1) According to IC card swiping data and operation vehicle data of the conventional bus, a first layer of Stacking frame is used for identifying the station point of the conventional bus IC card swiping passenger, in the step 1), the mth passenger is provided with the mth travel with broken mth travel chain on the d-th day, and the mth travel chain is in the J-th station of the T-th shift in the f-direction of the l-line₁ Personal siteGet on the car, the travel at the j-th place is obtained through identification₂ Probability of getting off for each possible get off station, where j₁ ＜j₂ ＜J；

2) Taking the identification result of the step 1) as input, and identifying the station point of the passenger getting off the conventional bus IC card by using a second-layer Stacking frame based on a Logistic regression model, wherein the step 2) is specifically as follows:

wherein,,is an input vector, +.>Is->One or more of the following; />Is a vector of weights and is used to determine,w is W₁ 、w₂ 、w₃ 、w₄ 、w₅ One or more of which are respectively represented by +.>Weights, w₀ Is biased;

wherein,,is->Maximum likelihood estimates of (a);

2. the method for identifying the departure point of a bus IC card passenger when the travel chain is broken according to claim 1, wherein in the step 1), the method for determining the probability of the departure of the possible departure point based on the method of the personal high-frequency station is as follows:

Statistics of mth passenger during study period D day, at jth₂ Station points of possible departureTotal number of card swiping times for getting on carThe next trip is at j₂ Possible departure stops->The probability of getting off is as follows:

3. the method for identifying the departure point of a bus IC card passenger when the travel chain is broken according to claim 1, wherein in the step 1), the method for determining the probability of departure of a possible departure station based on the attraction of the downstream station is as follows:

statistics of mth passenger at jth₁ Personal siteIn the bus shift of the bus, at the j₂ Station points of possible departureThe total number of times of card swiping on the car is->The next trip is at j₂ Possible departure stops->The probability of getting off is as follows:

4. the method for identifying the departure point of a bus IC card passenger when the travel chain is broken according to claim 1, wherein in the step 1), the method for determining the departure probability of the possible departure point based on the transfer convenience probability is as follows:

and, in addition, the method comprises the steps of,

5. the method for identifying the departure point of a bus IC card passenger when the travel chain is broken according to claim 1, wherein in the step 1), the method for determining the departure probability of the possible departure point based on the method for attracting probability of the land property is as follows:

wherein C is_h For the H e {1, 2.,. Sup.H } city construction land type attraction coefficient,to possibly get off the stationAround h city construction land type.
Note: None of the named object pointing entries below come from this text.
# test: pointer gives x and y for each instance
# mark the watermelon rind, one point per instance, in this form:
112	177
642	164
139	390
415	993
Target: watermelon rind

6. The method for identifying the departure point of a bus IC card passenger when the travel chain is broken according to claim 1, wherein in step 1), the method for determining the probability of the possible departure of the departure point based on the group history method is as follows:

C) Selecting a plurality of clustering indexes, normalizing the selected clustering indexes, scaling the clustering indexes by adopting maximum and minimum standardization, enabling the index values to be located between a given minimum value and a given maximum value, and scaling the characteristic value of each clustering index to a unit size;

7. the method for identifying the departure point of a bus IC card passenger when the travel chain is broken according to claim 1, wherein in step 2.2), if the number of incorrect departure points is greater than the number of correct departure points, the following steps are performed:

8. The method for identifying the bus IC card passengers to get off the bus when the travel chain is broken according to claim 1, wherein in the step 2.4), after the number of the bus to get off the bus is determined, the name of the bus to get off the bus and the longitude and latitude are determined by combining the static line station information.